Thunderstorms have a significant effect on the formation of ozone. Nitrogen oxide is produced as a result of lightning; this in turn yields ozone at altitudes of 10 kilometres. Strong updraughts in thunderstorms also transport emissions from the ground into the upper atmosphere. But how significant is this effect - compared to aviation, for example?

Researchers at the German Aerospace Center, in collaboration with the US National Center for Atmospheric Research (NCAR), NASA and other partners, are studying such questions. To this end, they will be conducting measurement flights in the United States until mid-June. The researchers are looking to increase the existing body of data and gain a better understanding of the processes that take place in thunderstorms.

"Thunderstorms are like vacuum cleaners," explains Heidi Huntrieser from the DLR Institute of Atmospheric Physics. The DLR project leader is supervising the measurement flights in the United States.

"Thunderstorms suck air up from the ground, sometimes at speeds surpassing 100 kilometres per hour, and carry it to an altitude of about 10 kilometres, to what is known as the 'anvil region'. This is the mushroom-shaped layer high above the storm, where the air can only flow horizontally and hardly upwards at all."

If polluted air, such as that from vehicle emissions on the ground, is transported to this region, the chemistry of these emissions is altered by the low temperatures, differing humidity and more intense solar radiation there; they take much longer to break down, and the production of ozone is increased. "At these altitudes, nitrogen oxide can produce up to 10 times as much ozone as on the ground," says Huntrieser.

Huntrieser and her project partners intend to use the measurements to increase the existing data pool.

"Previous measurements lead to the conclusion that global aviation produces about one teragram of nitrogen oxide per year, but thunderstorms are responsible for about five times as much. All nitrogen oxide sources jointly contribute about 50 teragrams of nitrogen oxide to the atmosphere each year, so thunderstorms are responsible for about 10 percent," explains Huntrieser. A teragram is 10 to the power of 12.

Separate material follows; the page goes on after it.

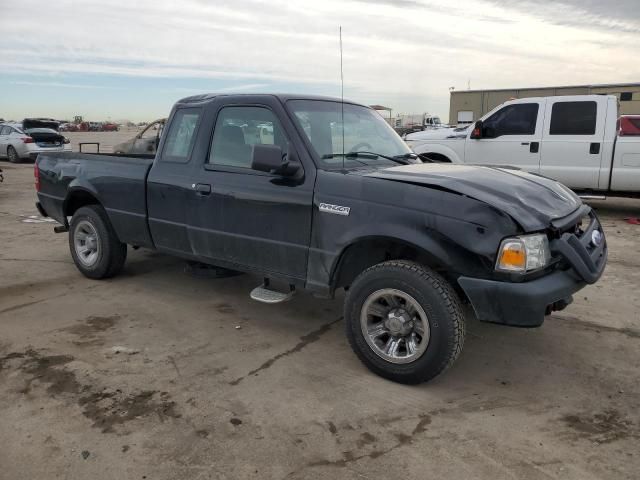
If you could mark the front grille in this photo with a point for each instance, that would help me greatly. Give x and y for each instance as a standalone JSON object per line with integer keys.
{"x": 580, "y": 241}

New model simulations show that thunderstorms exert a great influence on ozone. "These were somewhat surprising results," says Huntrieser. "Now we need more measurement data to confirm this."

Use of three research aircraft
Three research aircraft are being used for the mission: the DLR Falcon research aircraft will take measurements at an altitude of 10 kilometres, while the American HIAPER research aircraft will take measurements at up to 15 kilometres. A DC-8, a much larger aircraft, will mainly operate at lower altitudes. "Our ambitious goal is for all the aircraft to operate simultaneously at different altitudes in the vicinity of thunderstorms. It would be a first," says Huntrieser.

Influence exerted by different types of lightning
Besides the transportation processes from the ground to the upper atmosphere, the studies will focus on the influence exerted by different types of lightning. There are relatively short lightning bolts a few kilometres long, and some that stretch horizontally over a distance of 100 kilometres or more.

The formation of lightning also depends on the type of storm; previous measurements over Europe indicate that storms with large amounts of hail and frozen rain that occur at mid-latitudes can contain relatively more and sometimes longer lightning bolts.

By comparison, measurements in tropical storms in Brazil indicate fewer ice particles, more cloud droplets and many - but shorter - lightning bolts. Previous measurements also indicate that less nitrogen oxide per lightning bolt is produced in storms with shorter lightning bolts than in those with longer lightning bolts. Due to the varied climatic conditions in the United States, the researchers can investigate both types of storms.

Over Alabama there are storms with less ice, and over Colorado there are those with more frozen rain and hail. Oklahoma is known for its violent storms, also known as supercells, which can also trigger tornadoes.

The research flights are very challenging, but not dangerous for the occupants: "We are not flying directly into the storms. That would be much too dangerous because of the strong turbulence, risk of ice formation, lightning strike and the high wind speeds.

Our measurements are being taken in the calmer anvil region," explains Huntrieser. The robust Falcon is ideal for this. The DLR pilots have already carried out numerous similar measurements with the research aircraft over Europe, Brazil, Australia and Africa.

The researchers are also breaking some new ground with their measurement flights. Between 12 and 48 hours after the storm has dissipated, the scientists are planning to carry out measurement flights inside the storm's residual air mass and determine, for example, how much ozone has been produced and how the chemical composition has changed as a result of the storm.